David G., un ancien animateur périscolaire parisien, est jugé pour des agressions sexuelles sur neuf enfants d'âge maternelle et deux animatrices. Le procès, qui s'est tenu mardi à Paris, a été marqué par les auditions d'enfants et les témoignages poignants des familles des victimes.
À 13h30, le tribunal judiciaire de Paris était particulièrement bondé, nécessitant une retransmission en salle annexe pour les médias. Cette affaire est l'une des premières liées à un scandale plus large touchant le périscolaire parisien, comme l'indique Valeurs Actuelles.
Aged de 36 ans, David G. fait face à des accusations d'agressions sexuelles sur des enfants âgés de 3 à 5 ans, ainsi qu'à des charges de harcèlement et d'agression sexuelle envers deux animatrices de l'école maternelle Alphonse-Baudin, située dans le 11e arrondissement. L'animateur, portant de grandes lunettes, a écouté avec une impassibilité froide le président du tribunal relater les actes qui lui sont reprochés.

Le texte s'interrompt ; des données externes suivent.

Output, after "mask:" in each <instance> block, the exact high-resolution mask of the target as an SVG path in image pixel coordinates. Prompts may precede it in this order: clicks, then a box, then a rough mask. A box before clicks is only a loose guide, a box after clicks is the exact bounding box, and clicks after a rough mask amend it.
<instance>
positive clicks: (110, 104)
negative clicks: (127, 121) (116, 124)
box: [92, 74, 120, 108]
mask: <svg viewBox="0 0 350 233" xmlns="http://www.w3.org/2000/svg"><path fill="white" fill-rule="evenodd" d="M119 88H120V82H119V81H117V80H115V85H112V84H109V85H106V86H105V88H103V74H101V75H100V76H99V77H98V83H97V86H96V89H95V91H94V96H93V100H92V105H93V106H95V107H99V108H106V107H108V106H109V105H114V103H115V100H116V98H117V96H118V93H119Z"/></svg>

Les répercussions des abus : des enfants en détresse
Les histoires partagées par les enfants pendant le procès ont illustré une tragédie. Plusieurs d'entre eux ont décrit des incidents dans les toilettes, où David G. les accompagnait régulièrement seuls. Certains ont évoqué des « jeux » où ils étaient souvent manipulés de manière inappropriée.
Les mères, appelées à la barre, ont témoigné des changements inquiétants observés chez leurs enfants : énurésie, cauchemars, refus scolaire, et comportements inappropriés. Certaines ont mentionné que les premiers signes apparaissaient pendant le goûter, période durant laquelle David G. était en charge des enfants.
Camille, une fillette de cinq ans, a témoigné : « À l’école, il y a un animateur, c’est mon copain, mais il me touche les fesses et la foufoune. »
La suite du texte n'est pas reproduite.